Quel impact pour les arbres et l’exploitation des forêts ?
Les chenilles processionnaires, par leur régime alimentaire phytophage, peuvent entraîner des pertes de feuilles importantes. Leur impact sur la production sylvicole demeure marginal. Cependant, la processionnaire du pin peut induire un retard de croissance des pins infestés. Les deux espèces de chenilles peuvent également provoquer indirectement des dépérissements de certains peuplements en cas de défoliation importante : les arbres sont fragilisés et peuvent être exposés à des ravageurs secondaires, par exemples des insectes xylophages.
Quels sont les moyens de lutte contre ces chenilles ?
Il existe des moyens de lutte préventifs contre la processionnaire du pin, par la diversification des essences forestières. Cette approche repose sur la plantation de plantes non hôtes qui ne constituent pas une source de nourriture pour les chenilles.

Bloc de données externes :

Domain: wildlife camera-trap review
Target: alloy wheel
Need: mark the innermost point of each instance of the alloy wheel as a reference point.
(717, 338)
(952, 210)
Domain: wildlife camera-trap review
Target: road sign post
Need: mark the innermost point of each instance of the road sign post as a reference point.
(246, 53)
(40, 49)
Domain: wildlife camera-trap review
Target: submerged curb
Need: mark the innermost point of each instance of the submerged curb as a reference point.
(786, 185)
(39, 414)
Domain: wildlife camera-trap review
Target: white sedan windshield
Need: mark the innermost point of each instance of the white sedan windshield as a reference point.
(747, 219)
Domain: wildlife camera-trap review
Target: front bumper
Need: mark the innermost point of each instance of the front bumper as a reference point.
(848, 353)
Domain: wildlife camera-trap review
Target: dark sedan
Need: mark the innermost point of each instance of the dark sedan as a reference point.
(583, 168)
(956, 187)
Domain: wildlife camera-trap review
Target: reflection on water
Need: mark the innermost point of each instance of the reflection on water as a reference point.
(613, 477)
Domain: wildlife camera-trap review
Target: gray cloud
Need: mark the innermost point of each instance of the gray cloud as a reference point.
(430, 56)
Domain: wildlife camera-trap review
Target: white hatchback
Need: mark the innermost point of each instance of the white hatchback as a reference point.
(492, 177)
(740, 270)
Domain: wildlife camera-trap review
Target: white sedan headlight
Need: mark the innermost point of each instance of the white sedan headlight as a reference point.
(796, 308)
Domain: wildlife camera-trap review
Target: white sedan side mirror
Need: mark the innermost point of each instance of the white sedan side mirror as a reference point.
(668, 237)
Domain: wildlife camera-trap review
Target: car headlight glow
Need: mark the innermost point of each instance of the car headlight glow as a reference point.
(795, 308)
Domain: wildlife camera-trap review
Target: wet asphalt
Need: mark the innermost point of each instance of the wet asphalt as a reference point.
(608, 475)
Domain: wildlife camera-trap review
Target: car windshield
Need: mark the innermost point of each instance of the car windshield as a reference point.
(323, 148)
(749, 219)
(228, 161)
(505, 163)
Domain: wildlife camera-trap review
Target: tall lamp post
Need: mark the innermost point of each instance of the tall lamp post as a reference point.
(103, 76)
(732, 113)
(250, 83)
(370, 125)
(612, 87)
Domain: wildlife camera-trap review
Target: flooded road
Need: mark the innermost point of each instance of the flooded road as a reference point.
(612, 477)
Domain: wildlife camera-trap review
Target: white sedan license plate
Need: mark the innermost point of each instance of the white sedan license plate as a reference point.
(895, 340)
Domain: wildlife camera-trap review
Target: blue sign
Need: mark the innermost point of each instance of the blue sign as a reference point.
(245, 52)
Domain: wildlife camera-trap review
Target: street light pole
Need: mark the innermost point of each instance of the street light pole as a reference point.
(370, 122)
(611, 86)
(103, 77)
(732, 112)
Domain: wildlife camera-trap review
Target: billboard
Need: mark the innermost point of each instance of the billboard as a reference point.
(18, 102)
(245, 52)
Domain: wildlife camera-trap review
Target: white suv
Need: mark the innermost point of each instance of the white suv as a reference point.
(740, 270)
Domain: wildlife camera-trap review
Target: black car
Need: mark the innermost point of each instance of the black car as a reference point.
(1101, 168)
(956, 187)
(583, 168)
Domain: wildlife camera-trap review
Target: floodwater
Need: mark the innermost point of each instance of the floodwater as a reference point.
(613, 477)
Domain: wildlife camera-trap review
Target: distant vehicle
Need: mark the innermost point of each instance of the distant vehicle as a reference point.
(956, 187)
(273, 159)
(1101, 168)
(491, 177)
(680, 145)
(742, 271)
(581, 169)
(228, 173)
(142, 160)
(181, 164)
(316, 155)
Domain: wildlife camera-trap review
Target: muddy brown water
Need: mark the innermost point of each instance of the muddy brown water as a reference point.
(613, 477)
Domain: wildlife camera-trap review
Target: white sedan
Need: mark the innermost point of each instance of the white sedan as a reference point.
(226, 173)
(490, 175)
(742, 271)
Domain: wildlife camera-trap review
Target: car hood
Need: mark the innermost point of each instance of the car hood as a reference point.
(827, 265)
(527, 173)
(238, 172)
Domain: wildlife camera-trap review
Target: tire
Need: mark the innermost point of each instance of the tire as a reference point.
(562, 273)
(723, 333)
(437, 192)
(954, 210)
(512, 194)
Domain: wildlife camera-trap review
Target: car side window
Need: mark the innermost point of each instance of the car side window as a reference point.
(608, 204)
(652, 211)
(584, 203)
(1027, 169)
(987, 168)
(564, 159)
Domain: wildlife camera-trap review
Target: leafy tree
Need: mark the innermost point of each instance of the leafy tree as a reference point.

Des moyens de lutte curatifs, essentiellement mécaniques existent :
- La destruction des nids par des professionnels équipés, si les arbres sont peu nombreux, faciles d’accès et de faible hauteur,
- La pose de pièges à chenilles contre la chenille processionnaire du pin : des colliers peuvent être mis autour des troncs avant l’hiver, saison où les chenilles descendent des pins pour s’enfouir au sol.
Des produits insecticides, à base d’extraits de Bacillus thuringiensis subsp. kurstaki ou de spinosad, existent pour lutter contre les chenilles processionnaires. Cependant, ceux-ci sont autorisés en France uniquement en tant que produits phytopharmaceutiques, c’est-à-dire pour protéger les végétaux. Pour qu’ils puissent être utilisés pour la santé humaine ou animale, il faudrait que ces produits bénéficient d’une autorisation de mise sur le marché en tant que produit biocide.
En janvier 2023, l'Anses a réalisé une expertise sur le risque sanitaire lié à l’exposition à ces chenilles et travaillé sur des mesures de gestion et de lutte appropriées à mettre en œuvre, en prenant en compte l’analyse de l’efficacité des méthodes de lutte préventives et curatives disponibles.